The next step in shifting disposition is a reoriented ethic. Unless one shifts away from this nonsense deontological ethic espoused by the AIHS (https://safetyrisk.net/the-aihs-bok-and-ethics-check-your-gut/) one simply won’t have the right frame of mind to approach an observation or conversation. Nothing is more destructive to an ethic of helping than this Kantian nonsense of pure reason and superior rationality (https://ndpr.nd.edu/reviews/morality-for-humans-ethical-understanding-from-the-perspective-of-cognitive-science/).
So, there are many hurdles to jump before a person indoctrinated with the safety worldview (https://safetyrisk.net/the-safety-worldview-and-the-worldview-of-safety-testing-due-diligence/ ) can turn away from the burden of behaviourism to become effective at observations and conversations.
When it comes to conversation, any language that views persons as objects, culture as a ‘product’ or people as hazards (https://safetyrisk.net/the-enemy-of-safety-humans/ ) and ‘factors’ in a system, is a 3 second ‘turn off’. People can smell a patronising, superior controlling disposition at 3 paces. What follows may be talking but the purpose is tokenistic and never involves any real connection to reality.
Certainly, no worker trusts anyone who comes to them smelling of BBS.
If you want to really stink the workplace out then ensure that conversations are measured.
The number of engagements and interactions on site about safety are meaningless unless such interactions are skilled helping conversations.
I was once brought into a large Tier One organisation to help the 24 executives improve their observations and conversations about risk and safety, this included visits on site and coaching. After a few sessions in the classroom, we ventured out to site and without exception every engagement was a disaster. None were able to relinquish power or control. None were able to listen and exercise UPR. None could suspend their agenda and empower ownership to ‘the other’.

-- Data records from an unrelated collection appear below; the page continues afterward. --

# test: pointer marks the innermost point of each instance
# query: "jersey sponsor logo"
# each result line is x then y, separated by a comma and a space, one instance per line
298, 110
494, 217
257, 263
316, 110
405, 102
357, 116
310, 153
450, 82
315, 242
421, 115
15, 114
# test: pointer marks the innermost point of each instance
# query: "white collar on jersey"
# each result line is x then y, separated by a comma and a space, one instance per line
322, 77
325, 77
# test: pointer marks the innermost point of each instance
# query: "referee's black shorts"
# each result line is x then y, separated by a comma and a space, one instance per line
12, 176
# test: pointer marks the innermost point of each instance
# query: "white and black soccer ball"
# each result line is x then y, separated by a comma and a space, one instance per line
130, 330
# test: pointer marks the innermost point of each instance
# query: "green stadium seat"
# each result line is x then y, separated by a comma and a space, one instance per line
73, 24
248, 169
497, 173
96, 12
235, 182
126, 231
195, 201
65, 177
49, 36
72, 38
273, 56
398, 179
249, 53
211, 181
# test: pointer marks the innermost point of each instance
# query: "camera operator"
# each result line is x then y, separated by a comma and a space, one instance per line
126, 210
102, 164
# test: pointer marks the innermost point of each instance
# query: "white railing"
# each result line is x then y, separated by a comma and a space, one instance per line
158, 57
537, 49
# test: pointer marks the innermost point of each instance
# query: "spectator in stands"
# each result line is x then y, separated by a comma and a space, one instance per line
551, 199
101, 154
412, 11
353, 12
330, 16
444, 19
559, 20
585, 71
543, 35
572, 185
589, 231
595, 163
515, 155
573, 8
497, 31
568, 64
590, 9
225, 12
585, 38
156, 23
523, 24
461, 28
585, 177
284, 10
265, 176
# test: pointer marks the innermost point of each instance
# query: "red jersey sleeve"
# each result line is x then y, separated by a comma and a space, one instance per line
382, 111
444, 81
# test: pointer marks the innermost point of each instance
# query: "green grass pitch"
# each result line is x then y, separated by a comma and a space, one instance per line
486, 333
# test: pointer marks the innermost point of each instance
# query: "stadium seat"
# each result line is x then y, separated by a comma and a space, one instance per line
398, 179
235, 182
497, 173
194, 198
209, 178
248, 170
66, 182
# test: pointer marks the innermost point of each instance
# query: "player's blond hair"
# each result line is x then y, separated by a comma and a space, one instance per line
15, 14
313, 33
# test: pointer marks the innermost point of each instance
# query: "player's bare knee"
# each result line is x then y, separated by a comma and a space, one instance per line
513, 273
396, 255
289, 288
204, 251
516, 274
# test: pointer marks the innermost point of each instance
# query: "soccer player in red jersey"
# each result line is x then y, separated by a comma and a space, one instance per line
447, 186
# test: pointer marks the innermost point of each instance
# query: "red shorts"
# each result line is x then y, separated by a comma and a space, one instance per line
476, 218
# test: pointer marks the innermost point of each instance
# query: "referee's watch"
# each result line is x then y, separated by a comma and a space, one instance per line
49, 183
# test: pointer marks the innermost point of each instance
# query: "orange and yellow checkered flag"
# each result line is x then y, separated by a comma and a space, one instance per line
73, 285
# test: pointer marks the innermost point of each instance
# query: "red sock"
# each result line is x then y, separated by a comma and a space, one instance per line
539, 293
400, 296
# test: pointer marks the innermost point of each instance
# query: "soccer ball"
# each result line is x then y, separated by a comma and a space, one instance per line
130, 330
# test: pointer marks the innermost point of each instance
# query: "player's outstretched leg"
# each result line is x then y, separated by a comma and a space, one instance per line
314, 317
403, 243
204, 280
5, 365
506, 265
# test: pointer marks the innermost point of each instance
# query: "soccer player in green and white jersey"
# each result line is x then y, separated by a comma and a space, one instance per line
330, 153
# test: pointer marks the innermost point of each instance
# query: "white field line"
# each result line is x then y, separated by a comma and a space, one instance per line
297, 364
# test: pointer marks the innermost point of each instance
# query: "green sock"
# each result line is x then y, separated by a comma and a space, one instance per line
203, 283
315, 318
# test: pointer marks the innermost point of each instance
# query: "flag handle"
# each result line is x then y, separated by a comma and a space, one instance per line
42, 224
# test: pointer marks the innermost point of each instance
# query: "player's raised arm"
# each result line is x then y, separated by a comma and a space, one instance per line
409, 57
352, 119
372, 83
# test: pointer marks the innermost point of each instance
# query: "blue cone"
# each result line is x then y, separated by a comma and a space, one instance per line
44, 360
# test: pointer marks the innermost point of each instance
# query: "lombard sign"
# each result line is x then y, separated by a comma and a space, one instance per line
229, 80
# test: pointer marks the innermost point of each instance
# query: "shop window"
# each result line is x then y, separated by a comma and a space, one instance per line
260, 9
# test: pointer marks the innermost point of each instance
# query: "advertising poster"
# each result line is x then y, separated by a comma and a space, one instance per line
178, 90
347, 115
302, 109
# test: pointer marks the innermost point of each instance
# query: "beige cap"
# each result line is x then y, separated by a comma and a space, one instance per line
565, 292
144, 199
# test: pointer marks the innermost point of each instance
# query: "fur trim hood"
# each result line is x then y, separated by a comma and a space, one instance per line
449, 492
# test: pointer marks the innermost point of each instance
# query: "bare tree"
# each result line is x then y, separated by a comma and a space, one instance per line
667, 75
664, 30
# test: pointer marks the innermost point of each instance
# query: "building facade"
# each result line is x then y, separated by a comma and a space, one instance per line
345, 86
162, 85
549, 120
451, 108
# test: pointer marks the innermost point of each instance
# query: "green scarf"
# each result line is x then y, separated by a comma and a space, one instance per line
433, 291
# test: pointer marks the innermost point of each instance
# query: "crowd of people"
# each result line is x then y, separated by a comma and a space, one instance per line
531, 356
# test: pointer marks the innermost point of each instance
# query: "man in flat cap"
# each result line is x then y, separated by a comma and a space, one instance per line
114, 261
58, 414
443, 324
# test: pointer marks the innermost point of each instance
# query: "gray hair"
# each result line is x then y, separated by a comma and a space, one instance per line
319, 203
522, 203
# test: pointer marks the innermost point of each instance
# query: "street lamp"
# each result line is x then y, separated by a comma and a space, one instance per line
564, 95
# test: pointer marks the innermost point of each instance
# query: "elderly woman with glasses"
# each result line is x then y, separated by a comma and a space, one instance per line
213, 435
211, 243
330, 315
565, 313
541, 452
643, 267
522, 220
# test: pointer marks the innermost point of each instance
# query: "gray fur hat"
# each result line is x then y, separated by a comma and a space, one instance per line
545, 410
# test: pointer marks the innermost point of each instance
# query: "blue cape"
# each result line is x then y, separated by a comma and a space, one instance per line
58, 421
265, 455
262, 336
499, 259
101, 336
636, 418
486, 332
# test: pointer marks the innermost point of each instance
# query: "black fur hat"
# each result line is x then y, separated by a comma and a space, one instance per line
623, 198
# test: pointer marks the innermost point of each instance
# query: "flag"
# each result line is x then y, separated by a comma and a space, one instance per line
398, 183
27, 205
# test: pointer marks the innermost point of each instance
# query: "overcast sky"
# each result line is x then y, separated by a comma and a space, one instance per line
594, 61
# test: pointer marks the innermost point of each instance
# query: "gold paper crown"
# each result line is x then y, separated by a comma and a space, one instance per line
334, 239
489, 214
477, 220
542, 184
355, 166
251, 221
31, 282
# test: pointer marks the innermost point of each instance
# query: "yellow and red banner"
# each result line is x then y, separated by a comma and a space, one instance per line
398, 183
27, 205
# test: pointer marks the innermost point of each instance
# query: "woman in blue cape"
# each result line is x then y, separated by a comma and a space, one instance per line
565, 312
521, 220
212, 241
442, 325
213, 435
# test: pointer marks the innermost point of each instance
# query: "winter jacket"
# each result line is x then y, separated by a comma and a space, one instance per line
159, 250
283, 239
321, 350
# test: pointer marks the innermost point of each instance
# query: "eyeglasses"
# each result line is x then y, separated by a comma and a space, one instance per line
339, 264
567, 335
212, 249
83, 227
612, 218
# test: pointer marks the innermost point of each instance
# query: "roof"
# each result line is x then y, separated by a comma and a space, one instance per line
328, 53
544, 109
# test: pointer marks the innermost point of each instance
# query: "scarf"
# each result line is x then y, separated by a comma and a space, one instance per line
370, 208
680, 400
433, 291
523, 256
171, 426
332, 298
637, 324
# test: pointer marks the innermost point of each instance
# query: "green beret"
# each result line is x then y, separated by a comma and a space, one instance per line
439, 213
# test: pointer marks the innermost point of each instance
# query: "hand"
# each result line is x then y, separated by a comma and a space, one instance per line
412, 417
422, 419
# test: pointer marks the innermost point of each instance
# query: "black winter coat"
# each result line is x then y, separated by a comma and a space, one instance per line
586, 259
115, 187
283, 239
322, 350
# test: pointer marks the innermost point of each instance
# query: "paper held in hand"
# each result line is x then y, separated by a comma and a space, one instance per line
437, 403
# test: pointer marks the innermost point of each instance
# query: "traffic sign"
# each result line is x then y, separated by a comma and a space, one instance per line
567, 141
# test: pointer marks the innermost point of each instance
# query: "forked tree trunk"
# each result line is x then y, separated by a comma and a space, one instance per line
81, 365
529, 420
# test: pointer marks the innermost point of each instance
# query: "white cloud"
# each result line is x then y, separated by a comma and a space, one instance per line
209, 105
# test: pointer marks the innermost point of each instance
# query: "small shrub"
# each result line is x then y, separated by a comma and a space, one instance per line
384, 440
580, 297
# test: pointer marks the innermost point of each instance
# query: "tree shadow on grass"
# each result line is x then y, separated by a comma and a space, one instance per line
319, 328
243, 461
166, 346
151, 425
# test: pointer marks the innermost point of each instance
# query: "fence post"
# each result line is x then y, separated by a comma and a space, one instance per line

If you don’t have the right disposition and skills to undertake an effective observation and conversation then it’s better NOT go out and do so poorly.
A lousy observation and conversation session sends risk and safety in organisations backward for years.
Nothing is more detrimental to safety ownership than the kind of policing and bullying common to regulators.
Without trust there is no truth telling (https://safetyrisk.net/investigations-and-truth-telling/).
Nothing is more destructive to safety than fraudulence (https://safetyrisk.net/safety-fraudulence/).
As we observe all this noise about ‘conversation’ and observation’ in safety, we need to scratch well below the surface to see what is really going on. As the saying goes ‘talk is cheap’, the real test is observing What Works! (https://www.humandymensions.com/product/it-works-a-new-approach-to-risk-and-safety/).
If some of the basics explained in this blog are not present in the process espoused then whatever is going on is NOT conversation.
The art of right disposition, resilience, trust, listening and helping can never be ‘engineered’.
Jason says
I think one of the reasons for regulators missing the mark is they seem to employ a fairly large percentage of ex-police or similar types. Whilst the basic principles according to the WHS Act(s) for an inspector and a copper seem to align, the approach in applying those principles should be very different. In the first instance an inspector should be looking to assist the workplace with their compliance to the legal requirements not enforce. Unfortunately they (some) seem to relish the power they wield and just think they can lazily enforce and walk away and their job is done. Helping takes more effort, plus here in Queensland the government seems hell bent on enforcing instead of helping with WHS so the inspectors are actually encouraged to just fine and prosecute. Sad times.
Rob Long says
Jason, good comment and also lots of ex-army and personality types that anchor to behaviourism, engineering and indoctrination in compliance. Yes sad times.
But don’t hope for any change soon from any of the associations. They too are anchored into a politik of zero and territory making that adores compliance and has no cognizance of critical thinking.
There is also the huge problem of the WHS curriculum that simply continues to mis-educate the sector so that nothing improves.